Beaucoup d’édifices portent encore les stigmates de la guerre ou d’un abandon délibéré car les communistes réprouvaient ces emblèmes du pouvoir impérial. La ville doit donc son charme en grande partie à sa situation sur la rivière des Parfums et a sa capacité à faire cohabiter le neuf et l’ancien sans problème. Tous les 2 ans, elle accueille le désormais célèbre « festival de Hué » (bien connu de tous…), durant lequel des artistes locaux et internationaux viennent se produire ou exposer leurs œuvres dans tous les sites historiques et les centres d’art de la ville.

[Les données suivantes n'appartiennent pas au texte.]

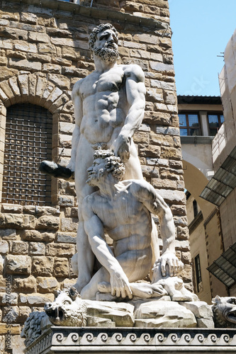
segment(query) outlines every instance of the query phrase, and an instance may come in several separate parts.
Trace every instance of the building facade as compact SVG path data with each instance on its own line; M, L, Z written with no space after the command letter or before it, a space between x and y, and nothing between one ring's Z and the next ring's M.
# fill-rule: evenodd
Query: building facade
M219 76L222 105L216 97L178 100L194 290L208 303L236 295L235 40L236 32Z
M75 281L70 266L78 223L74 184L48 179L38 166L50 158L68 163L74 124L71 91L94 69L88 38L99 23L112 23L120 33L119 63L137 64L145 72L145 116L134 140L145 178L171 207L176 254L185 266L181 276L191 289L168 1L108 3L0 1L1 353L7 353L1 348L8 321L12 353L20 354L28 314Z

Bien. On est donc venues contempler des ruines. Les weather forecasts n’étaient à priori pas de notre côté mais c’était sans compter sur ma notre chance légendaire. Après un premier après-midi bien gris foncé à explorer les ruines croulantes de la citadelle impériale (d’ailleurs, on a bien failli finir enfermées dedans), et malgré le froid de canard, on s’est offert un tour de cyclopousse (bien colonial, isn’t it ?) pour aller dîner dans un resto de fruits de mer (où, là aussi, on a fait la fermeture…) On espérait bien se réchauffer avec un bon hot pot mais c’était sans compter que le resto était… en terrasse (et que, quand même, on était le 2 janvier) ! Alors pour pas se ramollir (et surtout parce qu’on a trouvé personne pour nous ramener), on est rentrées à pieds jusqu’à l’hôtel (BinhMinh Sunrise 1, très bien), où on a réclamé des extra blankets parce que là, fallait pas pousser le bouchon Maurice.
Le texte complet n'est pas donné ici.